AI Data Limitations Workshop (Agenda)


A brief summary of the planned workshop sessions is provided below. A detailed agenda with speakers and presentation titles will be shared in January.

DAY 1, April 3, 2023 (11 am to 4:30 pm EDT) 

Session 1: Integrating classical structure prediction with machine learning towards drug discovery

Session Chair: Trey Ideker, UCSD

This session will focus on expanding the field of structure prediction to incorporate multiple data modalities and layers of biological structure beyond the protein, as well as meta-learning for identifying targets for drug discovery.


Session 2: Chemical, genetic, and mechanical perturbations for understanding mechanisms in cancer: Extrapolating beyond existing data

Session Chair: Fabian Theis, Helmholtz Zentrum München

In this session, researchers will discuss the use of large-scale perturbation data for causal modeling, combining representation learning with perturbation approaches, and methods to extrapolate beyond existing perturbation data.
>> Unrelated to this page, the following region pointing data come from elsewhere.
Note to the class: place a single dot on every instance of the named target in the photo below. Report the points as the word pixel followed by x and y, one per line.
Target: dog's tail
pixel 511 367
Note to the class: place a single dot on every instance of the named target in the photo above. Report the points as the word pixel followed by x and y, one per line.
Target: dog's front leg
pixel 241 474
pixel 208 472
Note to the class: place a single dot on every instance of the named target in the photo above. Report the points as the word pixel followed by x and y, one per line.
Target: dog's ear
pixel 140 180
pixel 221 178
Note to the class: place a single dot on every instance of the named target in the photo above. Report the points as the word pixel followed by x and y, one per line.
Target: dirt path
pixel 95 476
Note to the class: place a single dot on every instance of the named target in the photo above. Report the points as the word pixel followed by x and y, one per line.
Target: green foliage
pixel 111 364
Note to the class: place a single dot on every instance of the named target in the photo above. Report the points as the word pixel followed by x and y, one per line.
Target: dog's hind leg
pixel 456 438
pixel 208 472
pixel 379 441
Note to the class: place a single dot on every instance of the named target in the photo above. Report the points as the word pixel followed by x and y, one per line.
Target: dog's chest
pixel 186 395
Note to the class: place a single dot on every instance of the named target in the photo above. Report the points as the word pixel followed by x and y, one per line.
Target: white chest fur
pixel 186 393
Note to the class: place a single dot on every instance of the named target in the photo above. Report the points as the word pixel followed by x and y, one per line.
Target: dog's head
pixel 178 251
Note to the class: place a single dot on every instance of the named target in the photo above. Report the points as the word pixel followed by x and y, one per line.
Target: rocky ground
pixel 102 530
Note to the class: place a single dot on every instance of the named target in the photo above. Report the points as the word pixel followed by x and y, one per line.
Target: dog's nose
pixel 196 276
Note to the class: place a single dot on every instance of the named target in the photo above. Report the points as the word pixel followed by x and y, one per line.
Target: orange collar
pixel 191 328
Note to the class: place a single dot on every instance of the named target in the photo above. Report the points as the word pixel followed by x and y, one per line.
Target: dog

Session 3: Multimodal learning in data limited contexts: Leveraging tissue-level data for understanding cell-cell interactions in cancer

Session chair: Dana Pe’er, Memorial Sloan Kettering

This session will focus on multimodal learning in data limited contexts, including cell-cell interactions and predicting outcomes. Dealing with imbalances across multimodal data sets and foundational models will also be discussed.


DAY 2, April 4, 2023 (11 am to 3:30 pm EDT) 

Session 4: Making use of large-scale, structured clinical research data and image repositories

Session chair: Ziad Obermeyer, UC Berkeley

In this session, researchers will discuss the use of large-scale clinical research data for machine learning models. Discussion topics include the use of synthetic data, considerations of bias, generalizable models, and development of digital twins.


Session 5: Improving modeling of real-world evidence data in clinical research and clinical trial design

Session chair: Tianxi Cai, Harvard

This session will focus on real-world evidence (RWE) data modeling, including issues associated with RWE data such as electronic health record coding and unbalanced data, towards the development of clinical trials.


Session 6: Cross-cutting discussion with session chairs

Discussion of the approaches and challenges identified during the workshop and opportunities for the future.